Teachers unions are concerned about the Council of Ministers’ decision to approve the hiring of consultants to carry out a study of state schools.
The unions voiced their concerns after the Cabinet appointed a technical committee consisting of members of the education ministry and asked consultancy firm Ernst & Young to undertake a study with the purpose of evaluating the best utilisation of the teaching staff, but also possible savings.
“We can talk with anyone,” Filios Fylaktou president of primary school union Poed said on Tuesday, “we strongly believe in dialogue. The minister says they are going to ask us for our input and we hope they won’t make any decisions without our input and hide behind this committee.”

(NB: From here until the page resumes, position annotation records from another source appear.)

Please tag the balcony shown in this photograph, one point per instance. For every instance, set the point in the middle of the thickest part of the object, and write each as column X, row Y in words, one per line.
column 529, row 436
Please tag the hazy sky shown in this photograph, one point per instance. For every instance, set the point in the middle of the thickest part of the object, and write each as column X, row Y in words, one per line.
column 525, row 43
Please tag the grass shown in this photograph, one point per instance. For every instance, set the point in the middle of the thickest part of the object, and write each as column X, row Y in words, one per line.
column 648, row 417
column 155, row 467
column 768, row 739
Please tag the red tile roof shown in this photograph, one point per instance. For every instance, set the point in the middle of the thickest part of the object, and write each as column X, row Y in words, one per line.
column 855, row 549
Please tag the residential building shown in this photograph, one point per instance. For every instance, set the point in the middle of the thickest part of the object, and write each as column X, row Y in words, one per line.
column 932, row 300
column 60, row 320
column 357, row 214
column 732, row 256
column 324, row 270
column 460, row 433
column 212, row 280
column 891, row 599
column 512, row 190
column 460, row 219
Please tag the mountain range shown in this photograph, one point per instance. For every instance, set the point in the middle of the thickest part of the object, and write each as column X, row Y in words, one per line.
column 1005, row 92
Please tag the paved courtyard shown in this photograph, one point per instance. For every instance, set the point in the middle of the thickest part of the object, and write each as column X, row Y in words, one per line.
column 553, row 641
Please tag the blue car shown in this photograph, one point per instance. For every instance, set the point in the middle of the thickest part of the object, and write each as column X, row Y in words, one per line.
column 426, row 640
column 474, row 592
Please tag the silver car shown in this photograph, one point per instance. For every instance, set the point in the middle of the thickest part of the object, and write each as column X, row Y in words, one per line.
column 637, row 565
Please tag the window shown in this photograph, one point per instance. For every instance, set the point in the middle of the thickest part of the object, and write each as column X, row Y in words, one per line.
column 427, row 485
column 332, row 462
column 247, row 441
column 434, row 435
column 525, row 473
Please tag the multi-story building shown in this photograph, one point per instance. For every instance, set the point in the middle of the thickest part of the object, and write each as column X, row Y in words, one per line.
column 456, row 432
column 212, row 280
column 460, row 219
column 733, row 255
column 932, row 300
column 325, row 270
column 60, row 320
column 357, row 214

He feels the same thing could have been done without the consultancy firm. “People in the ministry and teachers could have been asked. We have many things to discuss and suggest,” he said. “We already have the Joint Educational Service Personnel Committee (Mepey) and they are the ones to do this job.”
“We don’t recognise the chosen organisation. We demand equal participation. We could have jointly decided on a body or the ministry and the teachers could have decided on one each,” he added.
Secondary school union Oelmek also has reservations. “What we expect are the terms under which the committee will work. If they are going to examine our work in an objective and scientific way what they will be confronted with is that our work has many more sides than is being credited for,” president of Oelmek Dimitris Taliadoros said.
The plan is to study data supplied by the education ministry and compare them to those in other European countries. The consultants will meet with all stakeholders, including educational organisations and write a report with their recommendations. The recommendations will be put to the technical committee and a proposal for the cabinet will be prepared.